Endotoxic Septic Shock: Diagnosis and Treatment

Abstract

Endotoxin, also referred to as lipopolysaccharide (LPS), is a potent stimulator of the inflammatory cascade which may progress to sepsis and septic shock. The term endotoxic septic shock has been used for patients who have a clinical phenotype that is characterized by high endotoxin activity in addition to a high burden of organ failure; especially a pattern of organ failure including hepatic dysfunction, acute kidney injury, and various forms of endothelial dysfunction. Endotoxic septic shock has been a target for drug therapy for decades with no success. A likely barrier to their success was the inability to quantify endotoxin in the bloodstream. The Endotoxin Activity Assay (EAA) is positioned to change this landscape. In addition, medical devices using adsorptive technology in an extra-corporeal circulation has been shown to remove large quantities of endotoxin from the bloodstream. Focusing on the use of EAA to determine high concentrations of endotoxin will allow patients with endotoxic septic shock to be identified quickly and these patients may benefit most from removal of endotoxin using extracorporeal methods.

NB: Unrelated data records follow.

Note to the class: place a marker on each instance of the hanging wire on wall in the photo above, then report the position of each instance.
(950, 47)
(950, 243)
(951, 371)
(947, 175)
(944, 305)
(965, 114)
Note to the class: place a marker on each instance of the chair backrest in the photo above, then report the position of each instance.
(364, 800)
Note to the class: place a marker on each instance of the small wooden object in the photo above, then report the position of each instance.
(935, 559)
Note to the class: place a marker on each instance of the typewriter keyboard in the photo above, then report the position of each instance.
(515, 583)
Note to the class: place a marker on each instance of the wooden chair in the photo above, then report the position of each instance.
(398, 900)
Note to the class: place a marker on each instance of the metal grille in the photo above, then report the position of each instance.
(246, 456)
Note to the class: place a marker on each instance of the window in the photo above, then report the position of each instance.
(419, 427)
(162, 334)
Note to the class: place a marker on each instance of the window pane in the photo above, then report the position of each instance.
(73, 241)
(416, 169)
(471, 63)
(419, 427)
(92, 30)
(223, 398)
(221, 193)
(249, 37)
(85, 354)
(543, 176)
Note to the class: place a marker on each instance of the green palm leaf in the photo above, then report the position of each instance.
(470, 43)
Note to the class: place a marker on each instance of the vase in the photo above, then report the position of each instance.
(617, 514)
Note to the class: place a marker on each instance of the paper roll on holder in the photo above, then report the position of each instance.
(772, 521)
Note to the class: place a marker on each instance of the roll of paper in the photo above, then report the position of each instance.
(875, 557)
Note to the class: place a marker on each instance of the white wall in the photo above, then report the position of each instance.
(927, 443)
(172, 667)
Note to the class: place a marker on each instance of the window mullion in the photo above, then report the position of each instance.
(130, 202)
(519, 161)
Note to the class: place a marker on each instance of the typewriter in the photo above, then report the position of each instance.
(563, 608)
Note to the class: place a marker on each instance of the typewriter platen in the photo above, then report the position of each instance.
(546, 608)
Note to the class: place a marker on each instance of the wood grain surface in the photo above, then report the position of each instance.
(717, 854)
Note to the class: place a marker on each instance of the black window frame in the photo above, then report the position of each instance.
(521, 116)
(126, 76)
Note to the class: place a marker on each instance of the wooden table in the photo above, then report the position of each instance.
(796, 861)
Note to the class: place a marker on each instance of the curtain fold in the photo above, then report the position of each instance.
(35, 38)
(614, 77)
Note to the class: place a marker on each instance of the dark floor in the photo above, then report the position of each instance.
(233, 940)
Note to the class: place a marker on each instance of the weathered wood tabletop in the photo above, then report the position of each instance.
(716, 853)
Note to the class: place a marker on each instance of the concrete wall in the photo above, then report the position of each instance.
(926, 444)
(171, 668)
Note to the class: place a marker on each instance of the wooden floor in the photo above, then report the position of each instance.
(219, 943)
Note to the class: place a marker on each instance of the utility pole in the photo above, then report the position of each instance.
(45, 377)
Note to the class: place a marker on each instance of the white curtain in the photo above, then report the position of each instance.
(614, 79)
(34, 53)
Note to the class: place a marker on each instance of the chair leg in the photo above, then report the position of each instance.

Keywords: diagnosis of endotoxemia; endotoxic septic shock; endotoxin; sepsis.

Figure 1

The EAA is a homogenous assay where the antigen-antibody immune complex reacts with the zymosan primed polymorphonuclear leukocyte to produce oxyradicals, that in the presence of a luminol, produce a photon of light. Reproduced from Romaschin et al. [9] Crit. Care 2012, 16, 248.

Figure 2

Whole blood from the patient is pipetted into 3 tubes and run in duplicate. Tube 1 is a “blank” and provides information on the baseline activation state of the patients polymorphonuclear leukocytes (PMN). In the example above, the Tube 1 (red line) has a very low reactivity. Tube 3 is a 1-point calibrator and contains an excess of Anti-LPS antibody. The graph above indicates the maximum reactivity for that patients PMNs. Tube 2 is the sample tube with a fixed concentration of anti-LPS antibody. In the graph above, the sample contains a large amount of LPS such that the Tube 2 reactivity is close to the maximum. This sample indicated a high level of endotoxin activity. The unitless results are expressed as from 0 to 1.0 based on the formula T2 − T1/T3 − T1.

Figure 3

This representative dose response curve is logarithmic with a y-asymptote. Low EAA results (<0.04) are approximately equivalent to an LPS concentration of <50 pg/mL. Intermediate levels (0.4–0.6) are approximately equivalent to an LPS concentration of <2000 pg/mL. A high EAA level (0.6–0.9), is approximately equivalent to 2000–4000 pg/mL. For EAA results that are >0.9, it is beyond the limits of the assay to accurately determine a LPS concentration equivalent; however, it may be substantially higher than 4000 pg/mL. Adapted from Romaschin, A.D. et al. [31] Blood Purif. 2017, 44, 193–197.

Figure 4

Provides a vertical timeline for clinical milestones associated with use of the PMX cartridge. It was approved for clinical use in Japan in 1994 under the trade name Toraymyxin. The device achieved CE marking in 1998 then underwent a series of clinical studies in Europe that were published in 2005 [41], 2009 [42] and 2015 [43] with a meta-analysis published in 2007 [40]. The PMX cartridge underwent a North American study, EUPHRATES, published in 2016 [16] and is currently undergoing a randomized clinical study, Tigris, in the US that began in 2019.